Bloomberg TV Indonesia
- Country: Indonesia
- Broadcast area: Indonesia
- Headquarters: The City Tower, 9th floor, Jl. M.H. Thamrin no. 81. Jakarta

Programming
- Language: Indonesian
- Picture format: 16:9 (720p, HDTV)

Ownership
- Owner: Idea Karya Indonesia
- Sister channels: Depok TV and channels included on CTV Network

History
- Launched: 11 July 2013
- Closed: 31 August 2015

Links
- Website: www.bloombergindonesia.tv

= Bloomberg TV Indonesia =

24-hour business news channel in Indonesia

Bloomberg TV Indonesia was a 24-hour Indonesian language business news channel that operated from 2013 to 2015. Licensed from Bloomberg L.P. and produced in cooperation with Bloomberg Television, it was Indonesia's first international business channel broadcasting fully in Indonesian, targeting the country's growing middle class, entrepreneurs, and investors.

==History==
Plans for the channel emerged in early 2013, driven by Bloomberg's view that Indonesia was a rapidly growing economy with strong demand for business information.
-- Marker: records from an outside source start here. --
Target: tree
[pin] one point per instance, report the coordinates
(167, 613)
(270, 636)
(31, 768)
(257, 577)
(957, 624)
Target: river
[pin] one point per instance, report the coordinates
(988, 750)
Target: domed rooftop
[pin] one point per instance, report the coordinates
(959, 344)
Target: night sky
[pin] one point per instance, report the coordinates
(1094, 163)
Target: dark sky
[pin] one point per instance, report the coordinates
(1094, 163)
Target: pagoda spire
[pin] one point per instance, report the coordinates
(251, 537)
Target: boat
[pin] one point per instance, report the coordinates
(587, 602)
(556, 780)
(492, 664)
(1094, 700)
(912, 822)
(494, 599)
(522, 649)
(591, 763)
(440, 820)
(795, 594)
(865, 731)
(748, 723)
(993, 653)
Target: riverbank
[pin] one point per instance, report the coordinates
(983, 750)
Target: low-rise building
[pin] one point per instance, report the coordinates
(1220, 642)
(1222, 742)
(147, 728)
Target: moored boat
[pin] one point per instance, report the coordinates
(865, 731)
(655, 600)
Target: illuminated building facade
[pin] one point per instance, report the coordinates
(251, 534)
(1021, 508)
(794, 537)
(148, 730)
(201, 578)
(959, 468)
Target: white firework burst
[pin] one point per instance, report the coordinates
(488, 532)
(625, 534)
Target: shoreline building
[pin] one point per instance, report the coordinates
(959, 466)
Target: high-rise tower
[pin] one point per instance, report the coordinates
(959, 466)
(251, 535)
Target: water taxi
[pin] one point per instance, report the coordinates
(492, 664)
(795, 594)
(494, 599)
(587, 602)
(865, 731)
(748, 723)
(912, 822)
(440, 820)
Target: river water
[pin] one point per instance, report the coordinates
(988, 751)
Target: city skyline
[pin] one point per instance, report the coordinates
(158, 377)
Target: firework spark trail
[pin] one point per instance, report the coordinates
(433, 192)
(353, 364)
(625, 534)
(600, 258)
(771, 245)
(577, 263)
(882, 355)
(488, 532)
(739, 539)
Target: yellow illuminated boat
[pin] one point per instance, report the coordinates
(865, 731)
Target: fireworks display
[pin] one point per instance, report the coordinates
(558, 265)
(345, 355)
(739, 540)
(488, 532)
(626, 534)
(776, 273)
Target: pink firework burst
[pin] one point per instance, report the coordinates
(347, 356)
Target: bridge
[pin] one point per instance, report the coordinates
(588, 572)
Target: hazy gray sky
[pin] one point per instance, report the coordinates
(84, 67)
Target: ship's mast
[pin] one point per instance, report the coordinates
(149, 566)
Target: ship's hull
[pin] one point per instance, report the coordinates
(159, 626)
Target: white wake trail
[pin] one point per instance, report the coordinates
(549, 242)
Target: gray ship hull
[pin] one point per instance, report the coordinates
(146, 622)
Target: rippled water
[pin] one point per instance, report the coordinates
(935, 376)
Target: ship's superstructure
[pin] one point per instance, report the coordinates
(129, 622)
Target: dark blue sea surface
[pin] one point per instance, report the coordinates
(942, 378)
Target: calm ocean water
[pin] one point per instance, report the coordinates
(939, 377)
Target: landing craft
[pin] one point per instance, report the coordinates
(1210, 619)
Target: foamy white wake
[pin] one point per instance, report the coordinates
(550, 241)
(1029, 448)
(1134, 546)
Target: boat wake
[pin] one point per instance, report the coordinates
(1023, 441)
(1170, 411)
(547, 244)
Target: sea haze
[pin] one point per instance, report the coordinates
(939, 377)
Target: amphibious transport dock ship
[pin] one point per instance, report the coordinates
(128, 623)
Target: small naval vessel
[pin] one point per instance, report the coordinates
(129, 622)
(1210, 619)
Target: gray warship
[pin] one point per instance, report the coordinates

The station was designed to broadcast 24 hours a day with 80 percent of programming centered on macroeconomics and the remainder on stock market news, while adopting Bloomberg's global standards of accuracy, speed, and data-driven reporting.

Bloomberg TV Indonesia officially launched on 11 July 2013 on the pay-TV platform First Media. Idea Karya Indonesia held a five-year license to operate the channel, with major shareholders including Sandiaga Uno and Rosan Roeslani. Its distribution strategy relied on pay-TV and digital platforms to reach an upper-middle-class audience accustomed to subscription services, alongside planned collaborations with local stations.

The newsroom was staffed by senior journalists and initially gained traction with original programming such as Start Up, one of the first Indonesian TV shows highlighting the local startup ecosystem. The channel was even considered to host one of the 2014 presidential debates but declined to preserve editorial independence.

By late 2014, internal issues surfaced as senior staff departed, reducing local production to about 20 percent and increasing reliance on repackaged Bloomberg International content. Bosowa Group was later reported to be considering an acquisition. Financial difficulties persisted, and the channel ceased operations on 31 August 2015.

==Programming==
Bloomberg TV Indonesia combined locally produced business and economic news with selected programming from Bloomberg Television. It aired around eight to ten hours of live news daily, covering markets, corporate developments, and economic policy.

Other programs focused on entrepreneurship, financial education, and industry insights. The flagship original show, Start Up, introduced Indonesian audiences to the concept of startup businesses and profiled local founders. The rest of its schedule included adapted Bloomberg International content supported by real-time data and analytics.